Cette publication provient du site de l’organisation d’employeurs CFDT
En l’absence de vice du consentement, l’existence de faits de harcèlement moral n’affecte pas en elle-même la validité de la rupture conventionnelle. C’est ce qu’a décidé la Cour de cassation dans un arrêt récent, publié au bulletin. Cass. soc. 23.01.2019, n° 17-21.550.
- Faits et procédure
Dans cette affaire, une salariée signe avec son employeur une convention de rupture du contrat de travail en 2014. Or, il s’avère que la salariée est victime de harcèlement moral dans son entreprise. Elle décide donc de contester la rupture conventionnelle devant le conseil de prud’hommes.
La rupture conventionnelle individuelle permet à l’employeur et au salarié de rompre d’un commun accord le contrat de travail à durée indéterminée. Elle est négociée entre l’employeur et le salarié et ne peut être imposée par l’un ou par l’autre. Ainsi, cette rupture conventionnelle n’est valable que si le consentement des parties, et a fortiori celui du salarié, est libre et éclairé (1).

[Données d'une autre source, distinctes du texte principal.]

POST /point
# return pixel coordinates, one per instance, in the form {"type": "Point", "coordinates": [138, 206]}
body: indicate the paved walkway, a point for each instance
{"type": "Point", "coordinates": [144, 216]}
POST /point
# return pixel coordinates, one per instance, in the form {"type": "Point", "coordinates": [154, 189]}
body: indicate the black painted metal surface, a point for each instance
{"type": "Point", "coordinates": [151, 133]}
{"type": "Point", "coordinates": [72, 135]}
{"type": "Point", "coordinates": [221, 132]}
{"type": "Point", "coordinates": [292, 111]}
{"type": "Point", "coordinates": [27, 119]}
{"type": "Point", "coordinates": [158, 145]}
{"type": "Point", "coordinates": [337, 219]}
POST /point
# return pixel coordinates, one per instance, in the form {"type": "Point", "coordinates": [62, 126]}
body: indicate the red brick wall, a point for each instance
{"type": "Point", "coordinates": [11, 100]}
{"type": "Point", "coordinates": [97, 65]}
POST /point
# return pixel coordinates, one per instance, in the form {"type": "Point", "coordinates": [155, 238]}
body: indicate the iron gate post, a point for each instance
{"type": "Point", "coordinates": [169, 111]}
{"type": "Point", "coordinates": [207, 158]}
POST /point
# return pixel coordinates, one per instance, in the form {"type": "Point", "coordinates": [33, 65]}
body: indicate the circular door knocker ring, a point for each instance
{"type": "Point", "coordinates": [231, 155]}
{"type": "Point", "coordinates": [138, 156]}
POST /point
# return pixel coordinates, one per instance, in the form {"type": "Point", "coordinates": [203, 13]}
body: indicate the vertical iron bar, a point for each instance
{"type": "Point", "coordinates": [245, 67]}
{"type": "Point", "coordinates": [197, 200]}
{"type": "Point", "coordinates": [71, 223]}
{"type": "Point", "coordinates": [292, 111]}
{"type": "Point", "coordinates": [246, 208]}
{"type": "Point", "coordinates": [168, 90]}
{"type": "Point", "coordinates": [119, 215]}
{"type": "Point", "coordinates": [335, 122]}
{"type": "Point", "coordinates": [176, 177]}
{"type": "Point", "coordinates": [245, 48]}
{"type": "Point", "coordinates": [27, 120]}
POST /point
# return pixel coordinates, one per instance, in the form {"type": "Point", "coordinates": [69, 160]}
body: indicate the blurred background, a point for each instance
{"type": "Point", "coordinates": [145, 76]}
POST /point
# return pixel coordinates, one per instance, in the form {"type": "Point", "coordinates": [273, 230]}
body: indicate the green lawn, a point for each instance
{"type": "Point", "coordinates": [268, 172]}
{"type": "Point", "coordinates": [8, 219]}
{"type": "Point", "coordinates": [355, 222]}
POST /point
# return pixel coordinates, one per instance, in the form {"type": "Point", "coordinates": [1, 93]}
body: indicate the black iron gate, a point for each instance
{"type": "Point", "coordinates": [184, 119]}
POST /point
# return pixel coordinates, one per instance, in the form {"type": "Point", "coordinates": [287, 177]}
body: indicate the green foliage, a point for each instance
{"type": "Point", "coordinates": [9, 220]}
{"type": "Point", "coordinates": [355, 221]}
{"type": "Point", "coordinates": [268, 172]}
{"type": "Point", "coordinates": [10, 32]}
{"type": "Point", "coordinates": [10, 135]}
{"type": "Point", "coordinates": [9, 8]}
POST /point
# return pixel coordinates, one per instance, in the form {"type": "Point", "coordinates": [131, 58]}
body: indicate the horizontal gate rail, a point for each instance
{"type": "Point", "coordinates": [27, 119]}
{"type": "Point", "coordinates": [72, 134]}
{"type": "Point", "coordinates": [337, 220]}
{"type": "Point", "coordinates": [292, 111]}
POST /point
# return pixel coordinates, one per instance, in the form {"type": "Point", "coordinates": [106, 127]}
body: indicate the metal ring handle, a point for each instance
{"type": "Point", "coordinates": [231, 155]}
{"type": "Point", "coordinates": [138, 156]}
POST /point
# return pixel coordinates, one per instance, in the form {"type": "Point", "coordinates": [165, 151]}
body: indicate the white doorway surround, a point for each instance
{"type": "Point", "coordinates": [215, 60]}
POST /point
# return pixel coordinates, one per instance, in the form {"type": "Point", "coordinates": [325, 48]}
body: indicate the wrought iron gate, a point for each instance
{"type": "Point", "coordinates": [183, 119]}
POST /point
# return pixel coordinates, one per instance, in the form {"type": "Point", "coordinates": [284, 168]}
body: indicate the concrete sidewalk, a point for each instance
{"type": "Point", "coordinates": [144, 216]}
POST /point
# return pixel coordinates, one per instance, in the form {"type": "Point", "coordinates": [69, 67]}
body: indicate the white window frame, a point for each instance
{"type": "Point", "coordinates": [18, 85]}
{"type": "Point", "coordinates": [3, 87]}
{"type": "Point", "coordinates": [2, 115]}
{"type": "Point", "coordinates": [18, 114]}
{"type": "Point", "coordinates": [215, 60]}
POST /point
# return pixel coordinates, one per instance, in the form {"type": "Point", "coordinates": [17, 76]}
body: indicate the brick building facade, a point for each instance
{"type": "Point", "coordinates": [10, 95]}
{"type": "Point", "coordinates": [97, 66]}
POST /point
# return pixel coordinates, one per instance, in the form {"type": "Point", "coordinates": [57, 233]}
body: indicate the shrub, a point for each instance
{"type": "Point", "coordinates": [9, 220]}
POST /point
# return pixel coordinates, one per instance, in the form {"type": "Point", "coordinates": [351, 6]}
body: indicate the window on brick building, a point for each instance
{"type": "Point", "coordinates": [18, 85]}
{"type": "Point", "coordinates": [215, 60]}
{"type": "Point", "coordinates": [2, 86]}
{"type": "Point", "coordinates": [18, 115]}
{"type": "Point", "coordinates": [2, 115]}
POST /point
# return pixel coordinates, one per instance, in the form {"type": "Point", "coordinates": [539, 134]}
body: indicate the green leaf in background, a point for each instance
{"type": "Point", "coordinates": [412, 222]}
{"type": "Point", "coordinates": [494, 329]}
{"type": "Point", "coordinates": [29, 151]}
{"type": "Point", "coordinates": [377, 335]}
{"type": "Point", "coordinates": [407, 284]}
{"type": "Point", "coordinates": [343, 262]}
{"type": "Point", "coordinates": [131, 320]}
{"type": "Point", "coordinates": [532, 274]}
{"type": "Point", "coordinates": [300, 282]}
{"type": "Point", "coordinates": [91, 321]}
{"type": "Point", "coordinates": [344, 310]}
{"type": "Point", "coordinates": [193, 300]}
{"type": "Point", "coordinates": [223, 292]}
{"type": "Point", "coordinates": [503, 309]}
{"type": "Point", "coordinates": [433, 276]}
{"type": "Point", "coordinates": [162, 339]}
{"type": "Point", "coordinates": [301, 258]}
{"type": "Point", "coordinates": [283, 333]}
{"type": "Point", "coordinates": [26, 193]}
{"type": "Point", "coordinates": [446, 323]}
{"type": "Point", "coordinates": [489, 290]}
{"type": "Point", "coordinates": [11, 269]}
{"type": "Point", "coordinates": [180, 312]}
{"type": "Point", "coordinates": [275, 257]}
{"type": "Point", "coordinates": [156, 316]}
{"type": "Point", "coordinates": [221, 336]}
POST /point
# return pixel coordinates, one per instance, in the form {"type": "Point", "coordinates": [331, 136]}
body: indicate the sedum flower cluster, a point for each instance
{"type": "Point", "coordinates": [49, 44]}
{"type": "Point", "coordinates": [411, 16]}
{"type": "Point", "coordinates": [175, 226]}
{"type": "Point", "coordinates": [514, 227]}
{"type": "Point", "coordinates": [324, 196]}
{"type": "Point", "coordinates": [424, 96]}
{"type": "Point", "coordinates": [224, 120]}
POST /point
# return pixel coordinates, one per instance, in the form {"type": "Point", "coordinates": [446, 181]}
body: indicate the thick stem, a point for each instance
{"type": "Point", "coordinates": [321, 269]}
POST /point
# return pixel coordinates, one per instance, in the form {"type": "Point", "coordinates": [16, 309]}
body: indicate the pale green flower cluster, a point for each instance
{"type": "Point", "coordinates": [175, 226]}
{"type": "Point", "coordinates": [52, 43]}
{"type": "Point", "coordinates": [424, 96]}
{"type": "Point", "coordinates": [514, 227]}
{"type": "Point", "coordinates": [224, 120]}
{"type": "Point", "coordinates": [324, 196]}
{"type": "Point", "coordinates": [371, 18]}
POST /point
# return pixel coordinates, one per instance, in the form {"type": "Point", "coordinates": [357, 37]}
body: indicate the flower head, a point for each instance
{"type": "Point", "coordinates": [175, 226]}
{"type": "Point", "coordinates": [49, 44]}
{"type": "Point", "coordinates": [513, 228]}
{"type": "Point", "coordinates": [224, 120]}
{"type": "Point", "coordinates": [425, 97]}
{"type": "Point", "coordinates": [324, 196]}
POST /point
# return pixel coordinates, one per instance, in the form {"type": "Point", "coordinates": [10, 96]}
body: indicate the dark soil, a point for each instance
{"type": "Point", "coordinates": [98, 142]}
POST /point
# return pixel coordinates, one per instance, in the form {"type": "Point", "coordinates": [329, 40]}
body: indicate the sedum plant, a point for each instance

- Une rupture intervenue dans un contexte de harcèlement moral
Les juges du fond retiennent l’existence d’un harcèlement moral et prononcent la nullité de la rupture. Dans la droite ligne de la jurisprudence de la Cour de cassation, la cour d’appel considère qu’un salarié peut obtenir l’annulation de la rupture conventionnelle dès lors qu’il établit qu’elle est intervenue dans un contexte de harcèlement moral. Cela singifie que salarié n’a pas à prouver de vice du consentement.
En effet, dans un arrêt publié largement diffusé en 2013, la Haute juridiction avait décidé que l’existence d’un harcèlement moral, au moment de la signature de l’acte de rupture conventionnelle, caractérisait une situation de violence morale justifiant l’annulation d’une rupture conventionnelle (2). Plus tard, en 2016, la chambre sociale avait pu confirmer sa position en jugeant qu’un salarié qui a subi un épisode de harcèlement moral l’ayant incité à choisir la voie de la rupture conventionnelle n’avait pas librement consenti à la convention de rupture (3).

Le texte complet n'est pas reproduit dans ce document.